Enhancers are key transcriptional drivers of gene expression. The identification of enhancers in the genome is central for understanding gene-expression programs. Although transposon-mediated enhancer trapping (ET) is a powerful approach to the identification of enhancers in zebrafish, its efficiency varies considerably. To improve the ET efficiency, we constructed Tol2-mediated ET vectors with a reporter gene (mCherry) expression box driven by four minimal promoters (Gata, Myc, Krt4 and Oct4), respectively.

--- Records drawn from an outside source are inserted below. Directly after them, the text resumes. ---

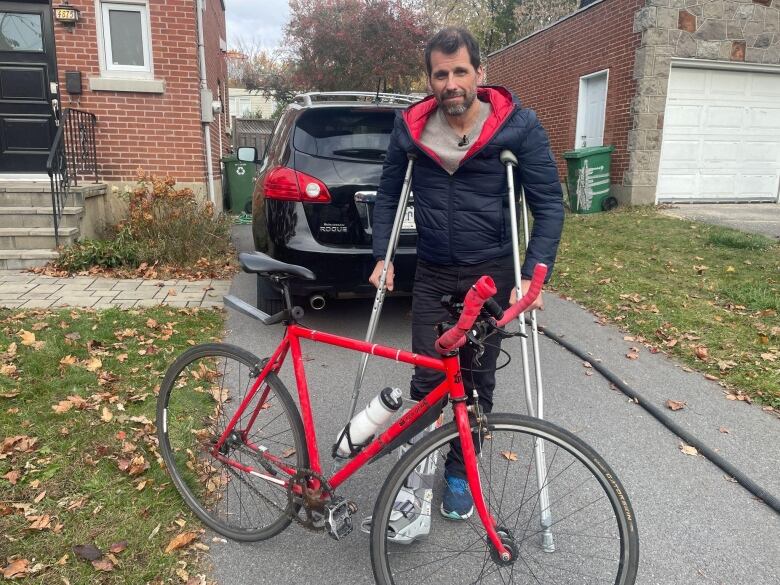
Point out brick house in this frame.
[487,0,780,204]
[0,0,230,268]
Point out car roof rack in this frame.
[294,91,420,106]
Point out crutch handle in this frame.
[496,262,547,327]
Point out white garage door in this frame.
[656,67,780,202]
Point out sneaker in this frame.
[360,487,433,544]
[441,474,474,520]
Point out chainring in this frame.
[287,468,333,532]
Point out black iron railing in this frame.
[46,108,98,246]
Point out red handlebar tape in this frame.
[435,263,547,354]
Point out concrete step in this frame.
[0,227,79,250]
[0,207,84,228]
[0,249,57,270]
[0,181,107,208]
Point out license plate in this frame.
[401,205,417,231]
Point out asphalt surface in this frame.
[663,203,780,239]
[209,226,780,585]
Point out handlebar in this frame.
[435,263,547,354]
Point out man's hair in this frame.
[425,26,480,77]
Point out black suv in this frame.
[245,92,417,313]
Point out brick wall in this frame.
[487,0,645,184]
[55,0,225,184]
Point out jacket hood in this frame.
[403,85,520,161]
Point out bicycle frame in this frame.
[211,323,509,556]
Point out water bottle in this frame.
[333,388,403,459]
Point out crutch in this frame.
[345,153,417,434]
[500,150,555,552]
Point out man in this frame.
[369,28,563,520]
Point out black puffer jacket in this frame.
[373,87,563,278]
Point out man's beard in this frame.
[437,90,477,116]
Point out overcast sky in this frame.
[225,0,290,49]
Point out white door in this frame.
[574,71,607,148]
[656,67,780,203]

The ET efficiency and expression background were compared among the four promoters by zebrafish embryo injection at the one-cell stage. The results showed that the Gata minimal promoter yielded the lowest basic expression and the second-highest trapping efficiency (44.6% at 12 hpf (hour post-fertilization) and 23.1% at 72 hpf, n = 305 and n = 307). The Krt4 promoter had the highest trapping efficiency (64% at 12 hpf and 67.1% at 72 hpf, n = 302 and n = 301) and the strongest basic expression. To detect enhancer activity, chicken 5'HS4 double insulators were cloned into the two ET vectors with the Gata or Krt4 minimal promoter, flanking the mCherry expression box. The resulting detection vectors were injected into zebrafish embryos. mCherry expression driven by the Gata promoter (about 5%, n = 301) was decreased significantly compared with that observed for embryos injected with the ET vectors (23% at 72 hpf, n = 308). These results suggest that the insulators block the genome-position effects and that this vector is fit for enhancer-activity evaluation. To assess the compatibility between the enhancers and the minimal promoters, four enhancers (CNS1, Z48, Hand2 and Hs769) were cloned upstream of the Gata or Beta-globin minimal promoter in the enhancer-activity-detection vectors. The resulting recombinant vectors were assayed by zebrafish embryo injection. We found that Z48 and CNS1 responded to the Gata minimal promoter, and that Hand2 only responded to the Beta-globin minimal promoter. In contrast, Hs769 did not respond to either the Gata or Beta-globin minimal promoters. These results suggest the existence of compatibility between enhancers and minimal promoters. This study represents a systematic approach to the discovery of optional ET and enhancer-detection vectors. We are eager to provide a superior tool for understanding functional genomics.